Wednesday, February 8, 2017. Warm up, 6 miles, on soft surfaces, 6 times 150 meters, Ten sit ups and ten push ups, cooldown.
Week Four, Spring 2017, Indoor Season/Winter Training
This program, for the next twelve weeks, will be geared for 800 meters to 5000 meters, and for thos who may run indoors, but the focus is outdoors.
Monday, Warm up, 6 mile run, 6 x 150 meter stride outs. Push ups, sit ups (bent leg), Ten each, cooldown.
Tuesday, Warm up, Sub maximal interval workout, 12 times 400 meters at current two mile race pace (if you can run 10 minutes, then, that means 75 seconds, if you can run 11 minutes, that means 82 seconds).with 200 meter jog (keep moving), in between). On last two repeats of 400 (11, 12 of 12 x400 meters, run the last two at your current mile pace, with 200 meter job. Ten push ups, ten sit ups, cooldown. No spikes, this workout in flats.
Wednesday, Warm up, 6 miles, on soft surfaces, 6 times 150 meters, Ten sit ups and ten push ups, cooldown.
Thursday, Warm up, 4 times 800 meters, 400 meter jog in between, 800 meter repeats at 800m for your current mile, 6 x 300 meters, 300 meters at pace of 400 meter for current mile for first four, run last two 300 meters as fast as you can. 200 meter jog in between each 300 meters. Ten push ups, ten sit ups, then cooldown.

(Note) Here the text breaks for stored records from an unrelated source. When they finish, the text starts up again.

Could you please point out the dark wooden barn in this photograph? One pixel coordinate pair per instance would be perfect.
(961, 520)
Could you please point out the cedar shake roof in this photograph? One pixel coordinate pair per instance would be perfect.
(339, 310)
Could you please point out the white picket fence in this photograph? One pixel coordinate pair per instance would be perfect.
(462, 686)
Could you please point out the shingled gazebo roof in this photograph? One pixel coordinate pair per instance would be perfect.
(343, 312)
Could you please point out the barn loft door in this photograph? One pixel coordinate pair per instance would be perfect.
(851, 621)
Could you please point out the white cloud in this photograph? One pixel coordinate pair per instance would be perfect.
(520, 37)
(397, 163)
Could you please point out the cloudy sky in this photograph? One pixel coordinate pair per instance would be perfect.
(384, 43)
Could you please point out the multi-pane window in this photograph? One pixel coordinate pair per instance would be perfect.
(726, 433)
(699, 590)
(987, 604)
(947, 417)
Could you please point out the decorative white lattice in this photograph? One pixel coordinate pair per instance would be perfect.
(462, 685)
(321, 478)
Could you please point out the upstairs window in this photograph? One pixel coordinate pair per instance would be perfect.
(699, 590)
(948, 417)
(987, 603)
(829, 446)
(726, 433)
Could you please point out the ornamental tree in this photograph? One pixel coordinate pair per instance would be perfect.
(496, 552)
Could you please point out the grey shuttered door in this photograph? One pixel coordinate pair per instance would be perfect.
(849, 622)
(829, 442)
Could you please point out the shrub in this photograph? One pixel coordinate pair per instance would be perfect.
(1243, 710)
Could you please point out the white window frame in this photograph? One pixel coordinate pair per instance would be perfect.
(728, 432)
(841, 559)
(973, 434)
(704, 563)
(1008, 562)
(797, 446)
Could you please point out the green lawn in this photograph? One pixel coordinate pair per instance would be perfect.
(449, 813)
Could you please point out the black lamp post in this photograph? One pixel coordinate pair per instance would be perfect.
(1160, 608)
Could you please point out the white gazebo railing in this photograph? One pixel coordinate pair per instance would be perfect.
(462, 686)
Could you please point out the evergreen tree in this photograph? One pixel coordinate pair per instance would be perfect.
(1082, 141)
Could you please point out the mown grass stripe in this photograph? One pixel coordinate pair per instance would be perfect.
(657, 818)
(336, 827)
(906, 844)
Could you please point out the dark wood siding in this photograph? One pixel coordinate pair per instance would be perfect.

Friday, Warm up, easy, three miles to five miles, soft ground, and finish with 6 x 150 meters, cooldown, plus five push ups, five bent leg sit ups.
Saturday, Race day. Race 800m, 1000 meters or 2 miles. If you can not race, do the following: Warm Up, Short Fartlek workout. Forty minute fartlek, one minute fast, one minute slow, repeat 20 times, cooldown easy three miles.
Sunday, Long run, 9-10 miles, with warm up and cooldown and yes, push ups and sit ups.